Effect of CK2 on insulin release, adipocyte hyperplasia/hypertrophy, and retinal vascularization. The protein kinase CK2 decreases the insulin release of β-cells. On the other hand, this kinase increases adipocyte hyperplasia/hypertrophy as well as retinal vascularization. Therefore, inhibition of this kinase may represent a promising therapeutic approach for the treatment of T2DM.
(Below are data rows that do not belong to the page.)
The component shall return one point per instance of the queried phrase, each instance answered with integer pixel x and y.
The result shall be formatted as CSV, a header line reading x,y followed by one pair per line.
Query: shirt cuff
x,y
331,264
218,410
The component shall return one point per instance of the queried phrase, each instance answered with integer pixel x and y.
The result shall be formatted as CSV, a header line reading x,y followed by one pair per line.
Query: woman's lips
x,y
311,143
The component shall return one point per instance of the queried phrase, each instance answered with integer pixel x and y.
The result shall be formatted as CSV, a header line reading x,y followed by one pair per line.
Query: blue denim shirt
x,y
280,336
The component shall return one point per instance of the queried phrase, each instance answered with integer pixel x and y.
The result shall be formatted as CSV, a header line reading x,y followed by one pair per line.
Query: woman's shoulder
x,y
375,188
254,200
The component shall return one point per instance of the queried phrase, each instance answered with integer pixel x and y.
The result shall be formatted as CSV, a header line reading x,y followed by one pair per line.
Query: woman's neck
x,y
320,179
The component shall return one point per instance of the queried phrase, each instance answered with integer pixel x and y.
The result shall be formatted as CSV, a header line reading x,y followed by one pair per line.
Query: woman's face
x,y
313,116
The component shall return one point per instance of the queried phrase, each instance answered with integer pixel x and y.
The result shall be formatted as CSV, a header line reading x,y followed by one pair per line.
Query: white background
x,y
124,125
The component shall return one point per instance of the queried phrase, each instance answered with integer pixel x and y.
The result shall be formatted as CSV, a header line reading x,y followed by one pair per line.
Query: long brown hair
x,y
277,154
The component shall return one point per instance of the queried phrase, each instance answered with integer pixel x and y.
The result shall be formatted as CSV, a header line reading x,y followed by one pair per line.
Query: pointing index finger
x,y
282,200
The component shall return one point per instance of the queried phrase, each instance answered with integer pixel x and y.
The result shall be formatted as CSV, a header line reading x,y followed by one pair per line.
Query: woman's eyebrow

It has been reported that Wnt signaling impacts pancreatic β-cell function [108]. For instance, Rulifson et al. [109] demonstrated that expression of a constitutively active β-catenin in the mouse pancreas ameliorates insulin secretion. Based on this, it would be conceivable that the increased insulin secretion after CK2 inhibition may be triggered by Wnt signaling because CK2 influences Wnt signaling on multiple levels. However, downregulation of CK2 results in the subsequent degradation of β-catenin by the proteasome [19]. In contrast, blockade of Wnt signaling with a specific inhibitor of the Wnt pathway ameliorates retinal inflammation, vascular leakage, and retinal neovascularization [110]. Therefore, the inhibitory effect of CK2 inhibition on the neovascularization of retinal tissue could be due to the repression of Wnt signaling.

The currently available CK2 inhibitors have a high cell membrane penetrative capacity without cell specificity. Hence, the application of these molecules bears the risk of major side effects due to the importance of CK2 in many other processes such as cell differentiation and cell proliferation under physiological conditions. Therefore, the development of cell specific CK2 inhibitors is one of the essential factors in achieving this goal. Moreover, nothing is known about the expression, activity, and substrates of CK2 in other endocrine pancreatic cells such as α-cells thus far. These cells release the insulin-antagonist glucagon during hypoglycemia, which stimulates glucose output from the liver. Therefore, it is conceivable that CK2 inhibition may decrease glucagon expression/secretion in α-cells as a consequence of the increased insulin expression/secretion in β-cells.